A series of court fee increases will come into force today with critics warning they will prevent access to justice for the poorest.

Changes to the upfront court fee for proceedings in England and Wales will increase the fee for compensation claims between £5,000 and £10,000 by 81% from £245 to £445.

An extra £200 fee is added to all claims up to those in excess of £300,000, for which fees are capped at £1,870. Smaller claims will either face smaller increases or no increase at all.

Fees for permission to apply for judicial review rise from £60 to £135, while permission to proceed will jump 216% from £215 to £680.

The Ministry of Justice has made it clear the taxpayer can no longer subsidise those using civil courts. But opponents of the increases say they are unfair and will be counter-productive.

'Being injured is bad enough, without having to face a heavy court fee.
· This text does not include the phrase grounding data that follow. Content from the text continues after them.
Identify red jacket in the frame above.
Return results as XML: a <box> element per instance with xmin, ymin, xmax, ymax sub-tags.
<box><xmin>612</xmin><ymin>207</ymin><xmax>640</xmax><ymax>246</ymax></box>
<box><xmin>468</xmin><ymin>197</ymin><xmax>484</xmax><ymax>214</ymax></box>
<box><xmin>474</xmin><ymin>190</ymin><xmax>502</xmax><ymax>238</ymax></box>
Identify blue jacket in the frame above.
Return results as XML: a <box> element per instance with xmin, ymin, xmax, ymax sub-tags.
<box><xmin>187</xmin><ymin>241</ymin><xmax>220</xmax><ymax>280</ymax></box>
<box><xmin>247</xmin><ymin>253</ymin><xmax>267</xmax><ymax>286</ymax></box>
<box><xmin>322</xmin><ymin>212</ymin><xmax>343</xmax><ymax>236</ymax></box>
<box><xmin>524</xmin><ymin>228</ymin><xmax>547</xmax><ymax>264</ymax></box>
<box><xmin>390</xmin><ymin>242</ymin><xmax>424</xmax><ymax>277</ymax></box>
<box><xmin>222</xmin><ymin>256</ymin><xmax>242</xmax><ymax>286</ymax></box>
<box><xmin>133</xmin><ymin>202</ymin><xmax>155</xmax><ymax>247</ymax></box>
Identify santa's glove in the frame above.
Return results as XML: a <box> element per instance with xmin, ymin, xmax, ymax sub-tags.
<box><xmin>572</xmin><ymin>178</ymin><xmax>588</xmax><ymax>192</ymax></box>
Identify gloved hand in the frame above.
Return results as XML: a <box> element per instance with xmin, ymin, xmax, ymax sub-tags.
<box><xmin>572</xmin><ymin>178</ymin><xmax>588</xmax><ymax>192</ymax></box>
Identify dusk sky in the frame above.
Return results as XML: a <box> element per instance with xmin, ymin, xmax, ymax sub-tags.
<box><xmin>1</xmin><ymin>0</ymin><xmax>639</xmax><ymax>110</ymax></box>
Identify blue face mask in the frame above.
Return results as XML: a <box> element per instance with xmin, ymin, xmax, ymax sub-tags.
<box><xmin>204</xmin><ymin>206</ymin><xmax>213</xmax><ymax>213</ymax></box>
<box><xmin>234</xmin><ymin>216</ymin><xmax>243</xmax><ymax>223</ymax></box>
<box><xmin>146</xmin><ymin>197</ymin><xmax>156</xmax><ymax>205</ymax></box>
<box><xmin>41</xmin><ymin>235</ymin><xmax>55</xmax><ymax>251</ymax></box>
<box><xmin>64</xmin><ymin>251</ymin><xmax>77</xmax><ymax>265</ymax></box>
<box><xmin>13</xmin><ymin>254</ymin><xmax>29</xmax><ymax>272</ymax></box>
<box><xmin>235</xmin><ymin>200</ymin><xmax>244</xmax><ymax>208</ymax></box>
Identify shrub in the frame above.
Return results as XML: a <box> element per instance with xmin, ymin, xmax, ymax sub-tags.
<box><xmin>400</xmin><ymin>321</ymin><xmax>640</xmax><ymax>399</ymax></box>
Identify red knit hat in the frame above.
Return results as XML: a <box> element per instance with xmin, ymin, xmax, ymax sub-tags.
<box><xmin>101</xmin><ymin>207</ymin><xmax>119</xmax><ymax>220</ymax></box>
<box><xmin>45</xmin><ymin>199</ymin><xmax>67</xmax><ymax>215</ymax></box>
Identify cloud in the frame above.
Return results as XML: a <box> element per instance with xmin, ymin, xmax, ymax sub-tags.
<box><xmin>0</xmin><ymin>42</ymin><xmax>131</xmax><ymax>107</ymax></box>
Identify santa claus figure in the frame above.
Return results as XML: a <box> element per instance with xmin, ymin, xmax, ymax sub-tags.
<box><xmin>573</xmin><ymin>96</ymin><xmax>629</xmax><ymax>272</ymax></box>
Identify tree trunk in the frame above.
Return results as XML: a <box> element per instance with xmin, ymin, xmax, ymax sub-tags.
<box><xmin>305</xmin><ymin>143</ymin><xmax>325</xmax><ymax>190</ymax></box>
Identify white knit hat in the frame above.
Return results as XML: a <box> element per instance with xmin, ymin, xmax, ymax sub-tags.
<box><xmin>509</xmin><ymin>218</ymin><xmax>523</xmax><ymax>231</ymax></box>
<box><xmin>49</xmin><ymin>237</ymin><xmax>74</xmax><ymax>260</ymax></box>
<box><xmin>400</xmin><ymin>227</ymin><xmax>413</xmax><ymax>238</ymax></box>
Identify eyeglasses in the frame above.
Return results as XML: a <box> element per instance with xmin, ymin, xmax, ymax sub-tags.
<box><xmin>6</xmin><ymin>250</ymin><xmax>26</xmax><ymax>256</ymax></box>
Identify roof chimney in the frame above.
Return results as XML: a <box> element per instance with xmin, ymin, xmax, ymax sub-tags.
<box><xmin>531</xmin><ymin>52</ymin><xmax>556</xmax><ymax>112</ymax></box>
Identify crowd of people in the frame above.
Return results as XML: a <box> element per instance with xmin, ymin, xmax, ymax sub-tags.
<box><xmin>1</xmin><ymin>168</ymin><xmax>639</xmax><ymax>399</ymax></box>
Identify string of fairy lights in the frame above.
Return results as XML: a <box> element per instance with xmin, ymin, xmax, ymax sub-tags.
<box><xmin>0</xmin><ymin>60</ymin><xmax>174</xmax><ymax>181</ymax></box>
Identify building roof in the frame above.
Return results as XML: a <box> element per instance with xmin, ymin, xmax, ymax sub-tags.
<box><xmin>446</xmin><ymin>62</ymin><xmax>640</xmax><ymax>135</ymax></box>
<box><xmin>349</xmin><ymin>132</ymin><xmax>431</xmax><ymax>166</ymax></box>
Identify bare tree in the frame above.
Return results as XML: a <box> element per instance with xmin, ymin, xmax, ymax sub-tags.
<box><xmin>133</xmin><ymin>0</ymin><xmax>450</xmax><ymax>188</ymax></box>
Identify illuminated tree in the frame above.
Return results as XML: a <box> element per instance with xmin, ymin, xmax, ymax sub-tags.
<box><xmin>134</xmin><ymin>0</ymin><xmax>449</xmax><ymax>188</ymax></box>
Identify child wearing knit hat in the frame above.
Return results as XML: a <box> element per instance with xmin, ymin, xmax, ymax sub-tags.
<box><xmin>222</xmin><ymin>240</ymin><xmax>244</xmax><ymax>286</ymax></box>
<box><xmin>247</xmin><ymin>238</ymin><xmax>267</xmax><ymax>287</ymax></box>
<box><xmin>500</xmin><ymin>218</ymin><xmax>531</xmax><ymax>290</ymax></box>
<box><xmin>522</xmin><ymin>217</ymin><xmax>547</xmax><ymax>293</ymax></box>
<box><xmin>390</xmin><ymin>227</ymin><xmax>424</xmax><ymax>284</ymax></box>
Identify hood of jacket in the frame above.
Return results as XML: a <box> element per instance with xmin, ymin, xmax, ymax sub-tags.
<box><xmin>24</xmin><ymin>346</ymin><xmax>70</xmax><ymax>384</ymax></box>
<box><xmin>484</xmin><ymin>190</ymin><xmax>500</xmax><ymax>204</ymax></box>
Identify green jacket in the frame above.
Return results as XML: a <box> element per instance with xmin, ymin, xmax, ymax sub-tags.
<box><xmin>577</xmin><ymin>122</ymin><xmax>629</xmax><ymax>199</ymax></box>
This is not a time when anybody needs extra barriers put in their way,’ said Matthew Stockwell, president of the Association of Personal Injury Lawyers.

'If injured people are put off making a claim by the upfront court costs and not given the resources to recover, adapt to injuries and support their families by recovering loss of earnings, they may have to claim state benefits and turn to other public services.
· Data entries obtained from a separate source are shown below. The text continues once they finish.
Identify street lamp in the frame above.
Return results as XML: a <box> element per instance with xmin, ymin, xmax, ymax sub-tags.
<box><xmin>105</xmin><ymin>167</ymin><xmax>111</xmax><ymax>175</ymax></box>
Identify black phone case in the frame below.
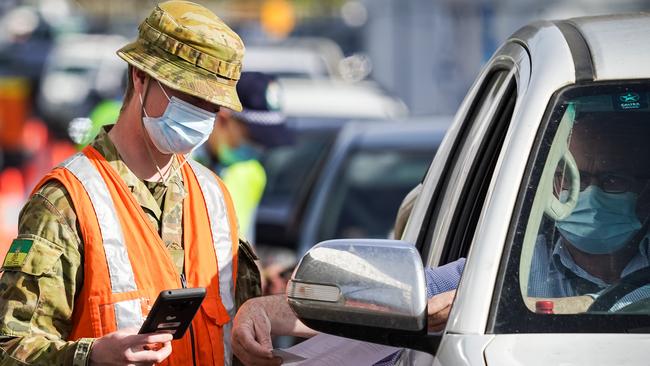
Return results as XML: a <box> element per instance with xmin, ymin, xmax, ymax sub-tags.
<box><xmin>139</xmin><ymin>287</ymin><xmax>206</xmax><ymax>339</ymax></box>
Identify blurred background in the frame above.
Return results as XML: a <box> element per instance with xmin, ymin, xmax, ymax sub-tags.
<box><xmin>2</xmin><ymin>0</ymin><xmax>650</xmax><ymax>294</ymax></box>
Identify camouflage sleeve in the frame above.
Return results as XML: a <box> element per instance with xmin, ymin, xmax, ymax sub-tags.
<box><xmin>234</xmin><ymin>238</ymin><xmax>262</xmax><ymax>311</ymax></box>
<box><xmin>0</xmin><ymin>181</ymin><xmax>92</xmax><ymax>365</ymax></box>
<box><xmin>232</xmin><ymin>238</ymin><xmax>262</xmax><ymax>366</ymax></box>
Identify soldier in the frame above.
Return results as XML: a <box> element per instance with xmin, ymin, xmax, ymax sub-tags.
<box><xmin>0</xmin><ymin>1</ymin><xmax>260</xmax><ymax>365</ymax></box>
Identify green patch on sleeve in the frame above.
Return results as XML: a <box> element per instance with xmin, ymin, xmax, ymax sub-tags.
<box><xmin>2</xmin><ymin>239</ymin><xmax>34</xmax><ymax>269</ymax></box>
'The MoJ is creating an environment where the rich can seek justice, while others must find a way to raise the fee, or shut up and suffer.’

Landlords have also argued they are unlikely to recover their costs when trying to evict a tenant once fees have gone up. The fee for a serving a section eight notice, for an application for possession, and accelerated Section 21 notices will go up from £175 to £280.

The possession claim online service will process the notices for £250, up from £100.

When the new fees were announced, justice minister Shailesh Vara (pictured) said the courts made a cost deficit of £100m last year. He said the government did not believe that courts can be 'immune from the tough decisions’ that had to be taken to bring public spending down.

The fee increases were opposed by, among others, the Law Society, City of London Law Society and the Civil Justice Council.